On Mon, Jan 24, 2022 at 03:03:48PM -0800, Vijay Balakrishna wrote:
> We noticed 150ms kernel boot slowdown back in June, 2021, when moving from
> v5.10.19 to v5.10.42.  This on a 8GB SoC.  Only recently we investigated
> this issue and found the regression is introduced by a change in map_mem()

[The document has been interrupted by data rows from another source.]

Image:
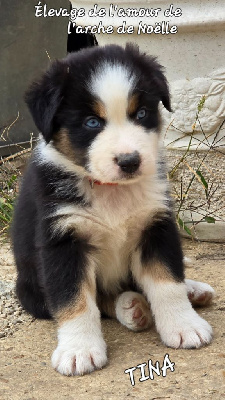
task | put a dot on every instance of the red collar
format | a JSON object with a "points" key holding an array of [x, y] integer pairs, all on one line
{"points": [[96, 182]]}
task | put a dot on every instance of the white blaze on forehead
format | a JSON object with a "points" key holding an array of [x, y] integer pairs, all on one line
{"points": [[112, 84]]}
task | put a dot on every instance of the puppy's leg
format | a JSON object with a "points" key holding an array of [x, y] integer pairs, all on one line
{"points": [[130, 308], [199, 293], [133, 311], [70, 284], [158, 268]]}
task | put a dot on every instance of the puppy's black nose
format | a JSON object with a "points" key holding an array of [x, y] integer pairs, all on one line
{"points": [[128, 162]]}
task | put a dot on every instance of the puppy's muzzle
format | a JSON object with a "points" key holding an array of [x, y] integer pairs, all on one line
{"points": [[128, 162]]}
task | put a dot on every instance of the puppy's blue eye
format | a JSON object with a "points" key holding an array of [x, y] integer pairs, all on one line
{"points": [[92, 123], [141, 113]]}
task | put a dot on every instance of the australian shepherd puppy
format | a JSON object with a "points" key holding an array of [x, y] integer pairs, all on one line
{"points": [[94, 231]]}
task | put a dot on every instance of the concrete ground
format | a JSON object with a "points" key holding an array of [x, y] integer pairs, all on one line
{"points": [[27, 345]]}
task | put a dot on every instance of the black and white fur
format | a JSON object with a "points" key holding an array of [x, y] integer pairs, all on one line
{"points": [[94, 231]]}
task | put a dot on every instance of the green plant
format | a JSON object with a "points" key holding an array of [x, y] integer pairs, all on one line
{"points": [[192, 174]]}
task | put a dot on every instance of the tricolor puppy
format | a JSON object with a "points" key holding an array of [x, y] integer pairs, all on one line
{"points": [[94, 231]]}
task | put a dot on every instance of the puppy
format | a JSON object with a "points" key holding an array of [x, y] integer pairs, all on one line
{"points": [[94, 229]]}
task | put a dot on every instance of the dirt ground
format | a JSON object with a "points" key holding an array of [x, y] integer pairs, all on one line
{"points": [[27, 345]]}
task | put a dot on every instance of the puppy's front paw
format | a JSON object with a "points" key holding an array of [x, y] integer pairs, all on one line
{"points": [[79, 359], [186, 331]]}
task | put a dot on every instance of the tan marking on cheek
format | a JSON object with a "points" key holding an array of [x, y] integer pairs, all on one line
{"points": [[62, 143], [132, 104], [100, 109]]}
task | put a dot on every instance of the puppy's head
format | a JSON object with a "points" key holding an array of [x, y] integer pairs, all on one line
{"points": [[99, 108]]}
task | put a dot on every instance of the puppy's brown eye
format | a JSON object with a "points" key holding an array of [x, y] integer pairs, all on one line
{"points": [[92, 122], [141, 113]]}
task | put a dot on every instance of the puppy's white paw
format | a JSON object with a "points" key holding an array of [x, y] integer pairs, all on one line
{"points": [[79, 359], [133, 311], [187, 330], [199, 293]]}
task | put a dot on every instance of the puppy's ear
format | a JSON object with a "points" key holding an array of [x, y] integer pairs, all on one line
{"points": [[44, 97], [163, 88]]}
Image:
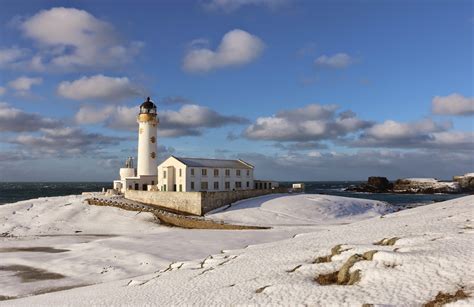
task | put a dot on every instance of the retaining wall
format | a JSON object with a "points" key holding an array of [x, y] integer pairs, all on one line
{"points": [[196, 203]]}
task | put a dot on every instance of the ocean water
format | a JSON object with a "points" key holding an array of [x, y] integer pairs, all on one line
{"points": [[11, 192]]}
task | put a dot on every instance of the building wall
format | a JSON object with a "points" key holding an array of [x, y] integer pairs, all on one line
{"points": [[185, 178], [221, 179]]}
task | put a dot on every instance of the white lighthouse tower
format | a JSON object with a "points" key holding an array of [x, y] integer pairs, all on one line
{"points": [[147, 129]]}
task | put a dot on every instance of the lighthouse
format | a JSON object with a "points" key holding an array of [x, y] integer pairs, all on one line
{"points": [[147, 148]]}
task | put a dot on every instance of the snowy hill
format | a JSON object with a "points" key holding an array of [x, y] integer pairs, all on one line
{"points": [[428, 251], [299, 209]]}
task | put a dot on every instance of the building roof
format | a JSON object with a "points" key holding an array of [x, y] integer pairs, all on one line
{"points": [[214, 163]]}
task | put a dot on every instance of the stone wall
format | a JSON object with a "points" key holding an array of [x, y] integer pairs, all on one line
{"points": [[214, 200], [196, 203], [183, 202]]}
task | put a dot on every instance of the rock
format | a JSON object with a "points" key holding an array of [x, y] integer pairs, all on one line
{"points": [[425, 186], [374, 185], [380, 183], [466, 182]]}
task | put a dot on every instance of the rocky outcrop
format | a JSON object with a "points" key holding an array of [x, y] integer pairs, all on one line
{"points": [[374, 185], [461, 184], [466, 182]]}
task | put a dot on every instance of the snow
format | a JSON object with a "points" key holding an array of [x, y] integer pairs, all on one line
{"points": [[299, 209], [434, 253]]}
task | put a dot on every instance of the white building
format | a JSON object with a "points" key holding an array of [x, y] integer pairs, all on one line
{"points": [[194, 175], [146, 172]]}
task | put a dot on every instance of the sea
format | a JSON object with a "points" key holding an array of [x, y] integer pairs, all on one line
{"points": [[11, 192]]}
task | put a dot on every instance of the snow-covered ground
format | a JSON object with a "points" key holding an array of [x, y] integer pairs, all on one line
{"points": [[299, 209], [91, 244], [432, 252]]}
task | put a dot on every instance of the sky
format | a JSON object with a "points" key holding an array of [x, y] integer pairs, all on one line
{"points": [[303, 90]]}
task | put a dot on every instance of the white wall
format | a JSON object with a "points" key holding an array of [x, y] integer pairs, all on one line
{"points": [[186, 178]]}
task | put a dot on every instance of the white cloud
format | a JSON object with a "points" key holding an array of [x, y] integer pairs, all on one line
{"points": [[99, 87], [236, 48], [92, 115], [420, 134], [339, 60], [64, 140], [232, 5], [454, 104], [16, 120], [312, 122], [72, 39], [23, 84], [11, 55], [189, 120]]}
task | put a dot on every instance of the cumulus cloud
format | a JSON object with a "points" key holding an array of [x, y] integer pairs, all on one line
{"points": [[233, 5], [310, 123], [23, 84], [454, 104], [99, 87], [359, 165], [236, 48], [88, 114], [72, 39], [338, 60], [16, 120], [420, 134], [176, 100], [189, 120], [11, 55], [64, 140]]}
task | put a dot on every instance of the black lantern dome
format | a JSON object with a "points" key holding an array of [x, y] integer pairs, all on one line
{"points": [[148, 107]]}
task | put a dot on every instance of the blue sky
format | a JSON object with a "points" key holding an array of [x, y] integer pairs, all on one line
{"points": [[304, 90]]}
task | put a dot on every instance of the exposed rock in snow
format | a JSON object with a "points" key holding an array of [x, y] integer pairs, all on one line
{"points": [[63, 236], [430, 260]]}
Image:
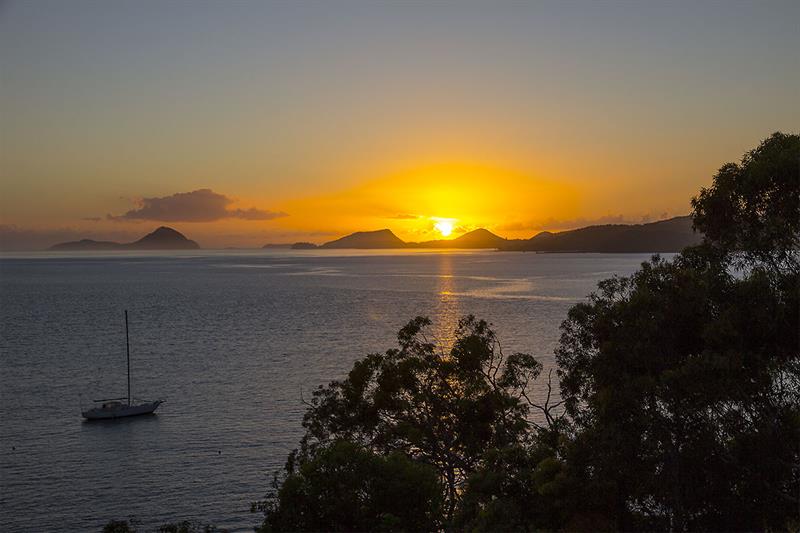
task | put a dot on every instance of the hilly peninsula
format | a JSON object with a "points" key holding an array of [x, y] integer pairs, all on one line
{"points": [[666, 236], [163, 238], [671, 235]]}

> (paging_init() -> map_mem() -> __map_memblock(), in particular "map all the
> memory banks" for loop) by patch
> 
> 2687275a5843d1089687f08fc64eb3f3b026a169
> arm64: Force NO_BLOCK_MAPPINGS if crashkernel reservation is required
> 
> above is a follow up to
> 
> 0a30c53573b07d5561457e41fb0ab046cd857da5
> arm64: mm: Move reserve_crashkernel() into mem_init())
> 
> which deferred crashkernel reservation into mem_init().
> 
> The ~150ms slowdown disappears on booting without "crashkernel=.." on kernel
> command-line.

Is CONFIG_RODATA_FULL_DEFAULT_ENABLED set in your config file? It may
cause the same slowdown. I suspect it's because we end up mapping the
RAM at the page granularity so more loops and slightly higher TLB
pressure. Not sure we can do much about.